I adapted this code from the examples/encoding_examples.py file to use a pipeline. cross_val_score fail with the error at the end of this post
import pandas as pd
import numpy as np
from sklearn import cross_validation, linear_model, model_selection
import category_encoders
from examples.source_data.loaders import get_mushroom_data, get_cars_data, get_splice_data
from sklearn.pipeline import make_pipeline
X, y, mapping = get_mushroom_data()
t = category_encoders.BinaryEncoder(handle_unknown = "ignore")
mypipeline = make_pipeline(t, linear_model.LogisticRegression())
cross_validation.cross_val_score(mypipeline, X, y, n_jobs=1, cv=5)
Abridged List of packages installed
- numpy 1.14.0 py36h4a99626_1
- pandas 0.22.0 py36h6538335_0
- python 3.6.4 h6538335_1
- scikit-learn 0.19.1 py36h53aea1b_0
ERROR
ValueError Traceback (most recent call last)
in ()
10 mypipeline = make_pipeline(t, linear_model.LogisticRegression())
11
---> 12 cross_validation.cross_val_score(mypipeline, X, y, n_jobs=1, cv=5)
13
14
C:\Anaconda3\lib\site-packages\sklearn\cross_validation.py in cross_val_score(estimator, X, y, scoring, cv, n_jobs, verbose, fit_params, pre_dispatch)

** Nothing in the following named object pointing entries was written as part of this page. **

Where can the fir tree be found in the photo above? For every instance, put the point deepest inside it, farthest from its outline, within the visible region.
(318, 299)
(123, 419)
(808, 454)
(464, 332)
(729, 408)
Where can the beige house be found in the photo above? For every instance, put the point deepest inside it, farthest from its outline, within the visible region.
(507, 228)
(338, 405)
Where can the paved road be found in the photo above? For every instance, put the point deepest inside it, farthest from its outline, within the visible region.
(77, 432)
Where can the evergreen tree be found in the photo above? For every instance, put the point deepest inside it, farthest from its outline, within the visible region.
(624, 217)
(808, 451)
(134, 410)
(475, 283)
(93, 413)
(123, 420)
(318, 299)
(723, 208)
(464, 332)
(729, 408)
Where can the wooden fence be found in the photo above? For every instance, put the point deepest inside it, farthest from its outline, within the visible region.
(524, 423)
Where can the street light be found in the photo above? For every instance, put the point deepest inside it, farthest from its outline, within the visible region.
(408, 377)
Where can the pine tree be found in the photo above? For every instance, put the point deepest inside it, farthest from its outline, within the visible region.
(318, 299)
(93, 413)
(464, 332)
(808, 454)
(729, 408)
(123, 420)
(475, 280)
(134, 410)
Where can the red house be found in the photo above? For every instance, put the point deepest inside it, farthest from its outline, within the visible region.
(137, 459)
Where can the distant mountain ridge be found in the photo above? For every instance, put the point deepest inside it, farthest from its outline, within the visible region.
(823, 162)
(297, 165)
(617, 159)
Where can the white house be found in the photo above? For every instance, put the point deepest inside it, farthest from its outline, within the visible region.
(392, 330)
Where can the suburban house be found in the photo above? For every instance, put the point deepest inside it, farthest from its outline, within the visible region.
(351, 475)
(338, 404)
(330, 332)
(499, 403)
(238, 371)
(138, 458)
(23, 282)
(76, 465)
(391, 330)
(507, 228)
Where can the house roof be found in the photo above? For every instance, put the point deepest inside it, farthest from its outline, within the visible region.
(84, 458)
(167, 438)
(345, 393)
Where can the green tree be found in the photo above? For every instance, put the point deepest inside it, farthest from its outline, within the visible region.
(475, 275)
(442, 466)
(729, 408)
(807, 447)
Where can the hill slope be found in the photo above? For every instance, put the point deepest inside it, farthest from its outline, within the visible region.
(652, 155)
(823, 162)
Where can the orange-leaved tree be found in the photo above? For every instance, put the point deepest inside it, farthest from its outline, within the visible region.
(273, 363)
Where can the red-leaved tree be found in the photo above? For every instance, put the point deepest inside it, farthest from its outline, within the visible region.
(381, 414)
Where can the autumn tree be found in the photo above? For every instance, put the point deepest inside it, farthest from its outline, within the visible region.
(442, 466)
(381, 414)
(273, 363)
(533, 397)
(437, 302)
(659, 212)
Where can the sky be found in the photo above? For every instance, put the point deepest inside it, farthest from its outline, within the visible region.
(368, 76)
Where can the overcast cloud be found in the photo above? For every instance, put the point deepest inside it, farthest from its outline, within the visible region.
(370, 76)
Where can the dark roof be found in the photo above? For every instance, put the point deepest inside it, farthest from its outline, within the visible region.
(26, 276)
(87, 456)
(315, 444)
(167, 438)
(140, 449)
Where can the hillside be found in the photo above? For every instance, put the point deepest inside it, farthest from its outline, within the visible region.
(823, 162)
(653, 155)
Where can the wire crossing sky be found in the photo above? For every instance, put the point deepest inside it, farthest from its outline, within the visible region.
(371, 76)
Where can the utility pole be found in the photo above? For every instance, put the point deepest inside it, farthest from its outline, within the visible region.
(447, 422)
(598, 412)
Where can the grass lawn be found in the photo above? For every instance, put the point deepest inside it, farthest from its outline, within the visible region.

1579 train, test, verbose, None,
1580 fit_params)
-> 1581 for train, test in cv)
1582 return np.array(scores)[:, 0]
1583
C:\Anaconda3\lib\site-packages\sklearn\externals\joblib\parallel.py in call(self, iterable)

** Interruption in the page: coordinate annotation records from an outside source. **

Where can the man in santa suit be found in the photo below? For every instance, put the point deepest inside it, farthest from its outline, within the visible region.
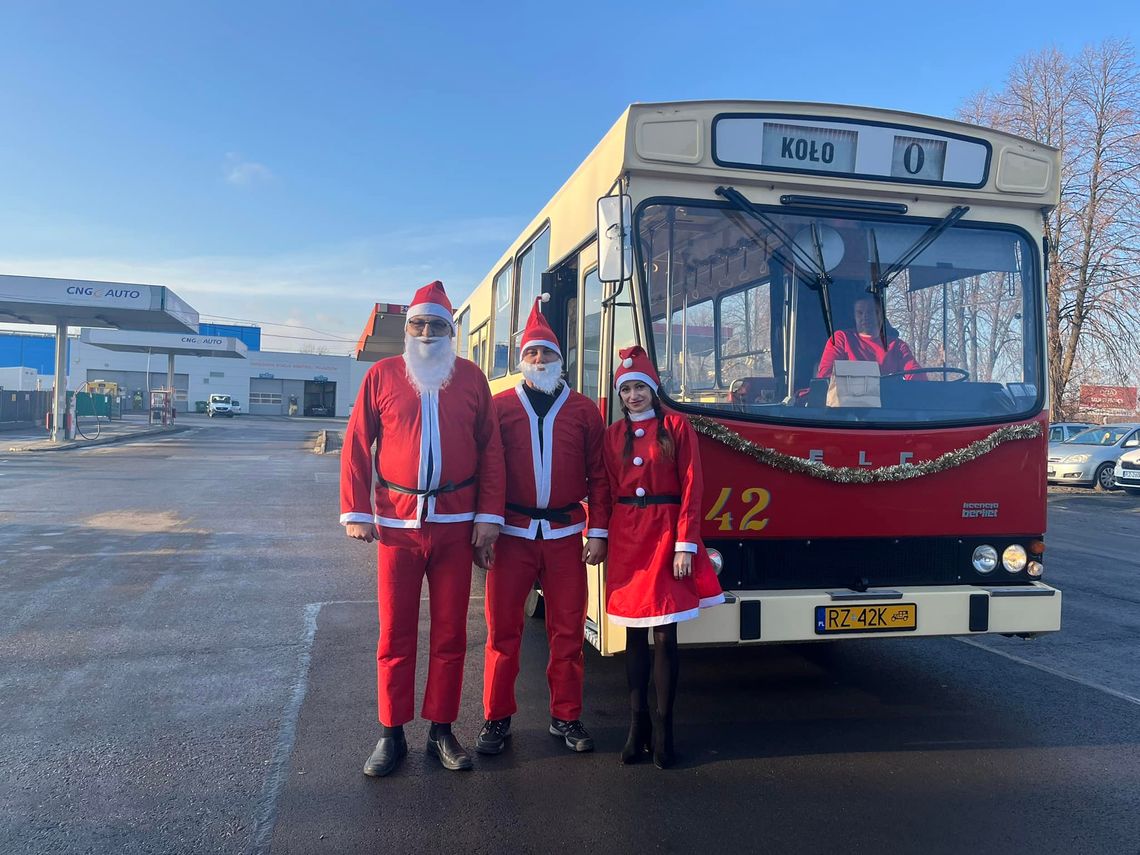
(438, 496)
(552, 439)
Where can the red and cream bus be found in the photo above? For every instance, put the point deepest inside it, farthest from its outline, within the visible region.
(734, 239)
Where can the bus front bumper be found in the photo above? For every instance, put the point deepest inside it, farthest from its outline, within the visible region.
(768, 617)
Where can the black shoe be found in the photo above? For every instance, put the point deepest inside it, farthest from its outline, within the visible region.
(450, 754)
(662, 742)
(573, 733)
(493, 737)
(641, 735)
(387, 755)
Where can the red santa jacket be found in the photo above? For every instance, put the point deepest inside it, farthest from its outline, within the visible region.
(849, 344)
(648, 472)
(455, 428)
(560, 470)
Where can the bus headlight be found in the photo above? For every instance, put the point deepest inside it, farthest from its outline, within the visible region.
(1014, 559)
(985, 559)
(717, 560)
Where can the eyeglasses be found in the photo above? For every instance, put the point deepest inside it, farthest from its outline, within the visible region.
(438, 327)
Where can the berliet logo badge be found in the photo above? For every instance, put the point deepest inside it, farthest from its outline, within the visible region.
(972, 510)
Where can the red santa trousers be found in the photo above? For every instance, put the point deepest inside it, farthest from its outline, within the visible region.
(558, 566)
(440, 551)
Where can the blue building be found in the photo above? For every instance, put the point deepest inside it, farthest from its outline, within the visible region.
(249, 335)
(30, 350)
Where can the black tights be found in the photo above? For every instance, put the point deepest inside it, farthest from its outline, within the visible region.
(666, 667)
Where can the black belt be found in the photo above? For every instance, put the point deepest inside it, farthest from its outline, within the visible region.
(449, 487)
(551, 514)
(645, 501)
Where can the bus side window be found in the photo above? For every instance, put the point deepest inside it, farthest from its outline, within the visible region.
(501, 326)
(479, 348)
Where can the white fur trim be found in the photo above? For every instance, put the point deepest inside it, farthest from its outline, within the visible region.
(634, 375)
(388, 522)
(436, 309)
(353, 516)
(657, 619)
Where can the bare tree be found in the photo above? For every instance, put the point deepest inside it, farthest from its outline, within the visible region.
(1089, 107)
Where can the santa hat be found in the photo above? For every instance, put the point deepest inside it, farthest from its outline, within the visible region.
(432, 300)
(635, 365)
(538, 332)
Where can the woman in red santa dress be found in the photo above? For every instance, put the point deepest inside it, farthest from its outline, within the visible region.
(658, 572)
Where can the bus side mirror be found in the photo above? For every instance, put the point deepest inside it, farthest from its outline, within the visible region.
(615, 249)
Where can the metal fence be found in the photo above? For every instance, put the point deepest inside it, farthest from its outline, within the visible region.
(23, 409)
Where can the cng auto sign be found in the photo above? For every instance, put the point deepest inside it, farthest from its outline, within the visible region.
(1115, 398)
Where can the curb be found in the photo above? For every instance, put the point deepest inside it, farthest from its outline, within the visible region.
(327, 442)
(102, 441)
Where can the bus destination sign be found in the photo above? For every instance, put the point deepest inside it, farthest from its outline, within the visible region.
(853, 149)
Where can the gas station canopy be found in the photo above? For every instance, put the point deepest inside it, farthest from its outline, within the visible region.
(171, 343)
(80, 302)
(383, 334)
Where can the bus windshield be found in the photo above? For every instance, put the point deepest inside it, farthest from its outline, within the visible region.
(752, 315)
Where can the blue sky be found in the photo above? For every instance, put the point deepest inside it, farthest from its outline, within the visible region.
(291, 163)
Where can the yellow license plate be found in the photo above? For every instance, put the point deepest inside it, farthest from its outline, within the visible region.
(894, 618)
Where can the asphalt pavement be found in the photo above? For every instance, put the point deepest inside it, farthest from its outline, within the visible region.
(188, 643)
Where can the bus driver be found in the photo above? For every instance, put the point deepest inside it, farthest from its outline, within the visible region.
(865, 343)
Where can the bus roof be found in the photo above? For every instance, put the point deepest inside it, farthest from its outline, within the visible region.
(675, 141)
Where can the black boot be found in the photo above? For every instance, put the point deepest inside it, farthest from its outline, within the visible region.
(446, 747)
(640, 739)
(391, 748)
(662, 741)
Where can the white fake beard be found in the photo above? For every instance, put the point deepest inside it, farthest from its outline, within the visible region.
(545, 377)
(429, 361)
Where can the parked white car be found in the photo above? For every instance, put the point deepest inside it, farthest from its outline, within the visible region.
(220, 405)
(1128, 472)
(1089, 458)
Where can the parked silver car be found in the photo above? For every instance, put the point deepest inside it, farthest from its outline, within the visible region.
(1065, 431)
(1090, 457)
(1128, 471)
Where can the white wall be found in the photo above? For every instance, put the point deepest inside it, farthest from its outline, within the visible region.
(235, 373)
(22, 380)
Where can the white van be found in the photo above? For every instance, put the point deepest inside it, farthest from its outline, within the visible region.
(219, 405)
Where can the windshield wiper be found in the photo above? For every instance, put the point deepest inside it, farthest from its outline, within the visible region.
(814, 266)
(881, 281)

777 # was dispatched. In particular this covers the edge
778 # case of Parallel used with an exhausted iterator.
--> 779 while self.dispatch_one_batch(iterator):
780 self._iterating = True
781 else:
C:\Anaconda3\lib\site-packages\sklearn\externals\joblib\parallel.py in dispatch_one_batch(self, iterator)
623 return False
624 else:
--> 625 self._dispatch(tasks)
626 return True
627
C:\Anaconda3\lib\site-packages\sklearn\externals\joblib\parallel.py in _dispatch(self, batch)
586 dispatch_timestamp = time.time()
587 cb = BatchCompletionCallBack(dispatch_timestamp, len(batch), self)
--> 588 job = self._backend.apply_async(batch, callback=cb)
589 self._jobs.append(job)
590
C:\Anaconda3\lib\site-packages\sklearn\externals\joblib_parallel_backends.py in apply_async(self, func, callback)
109 def apply_async(self, func, callback=None):
110 """Schedule a func to be run"""
--> 111 result = ImmediateResult(func)
112 if callback:
113 callback(result)
C:\Anaconda3\lib\site-packages\sklearn\externals\joblib_parallel_backends.py in init(self, batch)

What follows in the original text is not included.